TAXPAYER WATCHDOG GROUP ARGUES THAT NETSCAPE TAKEOVER REVEALS ABSURDITY OF ANTITRUST SUIT AGAINST MICROSOFT | Citizens Against Government Waste

TAXPAYER WATCHDOG GROUP ARGUES THAT NETSCAPE TAKEOVER REVEALS ABSURDITY OF ANTITRUST SUIT AGAINST MICROSOFT

Press Release

For Immediate Release:

Contact: Jim Campi
November 24, 1998(202) 467-5300

 

Washington, D.C. –Citizens Against Government Waste (CAGW) today again questioned the rationale for the Department of Justice’s (DOJ) antitrust suit against the Microsoft Corporation and other actions against high technology companies, including the investigations of Intel and Cisco Systems.  The group argues that American Online’s (AOL) bid to take over Netscape shows the dynamic and highly competitive nature of the high-tech sector of the U.S. economy and the foolishness of claiming that Microsoft – or any other company – maintains a monopoly on any part of the computer industry.

“It is outrageous that the Department of Justice would work to handicap one company in favor of another,” remarked CAGW President Thomas A. Schatz.  “The government’s anti-trust case is about helping Microsoft’s competitors, not helping consumers.”

CAGW’s recent joint poll with the Technology Action Access Coalition demonstrated that the American people have no appetite for a lengthy battle against Microsoft, 83 percent said they consider DOJ’s suit against Microsoft a waste of their hard-earned tax dollars.  The proposed AOL takeover of Netscape reinforces the need to examine the government’s attack on the high tech industry and how much of the taxpayer’s money is being squandered on this effort.  CAGW is already investigating this matter and will issue a special report after the first of the year.

As further evidence of the government’s information gap in regard to the computer industry, on Monday House Government Reform and Oversight Subcommittee on Management, Information, and Technology Chairman Steve Horn (R-Calif.) released his latest report card on the government’s “progress” in solving the Year 2000 problem.  His overall grade was a D.  The inability of the government to fix its own computers, and its obvious lack of knowledge of the dynamics of the high tech industry, demonstrates that there are serious questions about the basis for the lawsuit against Microsoft and actions against Intel and Cisco.

Schatz was quick to note the absurdity of the situation.  He stated, “The irony in the instigation of this lawsuit by Netscape and its coconspirators is this:  When AOL, which will own Netscape, gets too big, will they be next?  If Microsoft’s critics are smart, they would urge the government to stay out of their industry, and ask the heads of all of their companies to come to Washington to fix the government’s computers before many of them crash on January 1, 2000.

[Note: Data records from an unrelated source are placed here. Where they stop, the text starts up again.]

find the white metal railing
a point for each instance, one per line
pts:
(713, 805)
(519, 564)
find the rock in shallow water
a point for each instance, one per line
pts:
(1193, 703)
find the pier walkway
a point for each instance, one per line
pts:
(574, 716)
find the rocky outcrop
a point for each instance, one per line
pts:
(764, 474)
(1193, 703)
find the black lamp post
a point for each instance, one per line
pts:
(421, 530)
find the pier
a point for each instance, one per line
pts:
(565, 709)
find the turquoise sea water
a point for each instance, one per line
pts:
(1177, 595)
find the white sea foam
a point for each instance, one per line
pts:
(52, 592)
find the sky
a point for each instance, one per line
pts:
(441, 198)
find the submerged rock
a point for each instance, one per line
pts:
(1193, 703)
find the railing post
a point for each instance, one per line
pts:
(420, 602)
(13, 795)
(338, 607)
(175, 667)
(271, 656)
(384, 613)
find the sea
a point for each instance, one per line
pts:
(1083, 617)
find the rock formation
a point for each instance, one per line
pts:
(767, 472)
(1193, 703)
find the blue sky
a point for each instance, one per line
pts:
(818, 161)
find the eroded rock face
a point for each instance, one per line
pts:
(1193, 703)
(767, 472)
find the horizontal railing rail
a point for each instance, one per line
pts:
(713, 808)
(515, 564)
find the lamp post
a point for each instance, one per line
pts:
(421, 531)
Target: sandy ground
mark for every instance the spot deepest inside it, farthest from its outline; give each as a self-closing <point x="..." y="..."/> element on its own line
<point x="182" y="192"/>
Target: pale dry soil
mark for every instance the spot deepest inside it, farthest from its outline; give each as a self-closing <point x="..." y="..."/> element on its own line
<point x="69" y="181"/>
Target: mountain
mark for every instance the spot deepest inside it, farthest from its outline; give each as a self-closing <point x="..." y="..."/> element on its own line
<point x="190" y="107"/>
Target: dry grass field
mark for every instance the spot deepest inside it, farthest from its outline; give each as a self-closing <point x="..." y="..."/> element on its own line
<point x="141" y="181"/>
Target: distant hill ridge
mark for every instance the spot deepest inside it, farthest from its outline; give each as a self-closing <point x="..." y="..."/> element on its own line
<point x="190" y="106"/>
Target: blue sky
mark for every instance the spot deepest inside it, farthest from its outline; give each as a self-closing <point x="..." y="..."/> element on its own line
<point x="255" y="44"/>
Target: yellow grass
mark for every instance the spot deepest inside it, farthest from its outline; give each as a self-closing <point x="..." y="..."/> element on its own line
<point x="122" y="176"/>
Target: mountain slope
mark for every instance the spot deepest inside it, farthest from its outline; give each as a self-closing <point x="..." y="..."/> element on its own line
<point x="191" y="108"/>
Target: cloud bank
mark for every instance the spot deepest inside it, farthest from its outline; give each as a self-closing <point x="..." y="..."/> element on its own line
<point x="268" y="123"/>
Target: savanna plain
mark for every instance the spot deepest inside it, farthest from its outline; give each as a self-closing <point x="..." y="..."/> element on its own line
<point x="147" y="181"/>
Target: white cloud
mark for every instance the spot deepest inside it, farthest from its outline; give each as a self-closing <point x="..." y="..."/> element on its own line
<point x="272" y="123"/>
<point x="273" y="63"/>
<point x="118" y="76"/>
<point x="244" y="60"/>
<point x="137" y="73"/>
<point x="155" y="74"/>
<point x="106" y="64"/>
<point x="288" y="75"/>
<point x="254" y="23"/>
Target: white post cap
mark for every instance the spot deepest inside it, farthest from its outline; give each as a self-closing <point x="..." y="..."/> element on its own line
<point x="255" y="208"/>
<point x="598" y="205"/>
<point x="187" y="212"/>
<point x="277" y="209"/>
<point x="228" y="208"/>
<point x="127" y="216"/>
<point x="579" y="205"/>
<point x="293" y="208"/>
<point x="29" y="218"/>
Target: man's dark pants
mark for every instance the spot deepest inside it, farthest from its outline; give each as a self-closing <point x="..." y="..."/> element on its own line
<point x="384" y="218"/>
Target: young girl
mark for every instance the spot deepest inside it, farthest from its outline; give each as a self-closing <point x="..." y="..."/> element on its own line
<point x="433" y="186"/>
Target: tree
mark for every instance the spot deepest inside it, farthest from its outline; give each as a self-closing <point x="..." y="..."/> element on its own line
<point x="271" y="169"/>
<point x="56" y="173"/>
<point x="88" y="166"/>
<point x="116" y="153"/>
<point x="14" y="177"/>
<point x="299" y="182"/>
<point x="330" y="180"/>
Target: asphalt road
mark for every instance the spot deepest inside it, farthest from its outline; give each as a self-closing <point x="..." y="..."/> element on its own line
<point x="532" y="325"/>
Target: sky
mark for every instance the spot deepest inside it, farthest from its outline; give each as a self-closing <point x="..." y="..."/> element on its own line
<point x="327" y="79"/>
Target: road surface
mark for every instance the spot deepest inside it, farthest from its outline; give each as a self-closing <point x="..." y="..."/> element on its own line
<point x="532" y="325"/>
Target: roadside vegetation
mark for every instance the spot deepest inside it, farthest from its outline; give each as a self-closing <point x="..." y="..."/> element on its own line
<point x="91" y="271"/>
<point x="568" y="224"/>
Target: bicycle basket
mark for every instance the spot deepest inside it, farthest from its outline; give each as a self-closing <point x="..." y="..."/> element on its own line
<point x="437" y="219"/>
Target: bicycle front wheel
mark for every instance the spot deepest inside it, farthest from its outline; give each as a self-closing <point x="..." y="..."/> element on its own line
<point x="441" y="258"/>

The Netscape takeover news, coupled with the previous appeals court decision that Microsoft did not violate its agreement with the government by bundling Internet Explorer with Windows 95, completely undercuts the central point of the government’s current case against Windows 98 and Microsoft.  “With new evidence every day of the weakness in the government’s case, it’s only a matter of whether the government wants to wait 13 years, as it did in the IBM case, or wake up now and get out of the high tech industry for good,” Schatz added.

CAGW is a nonpartisan, nonprofit organization dedicated to eliminating waste, inefficiency, mismanagement and abuse in the federal government.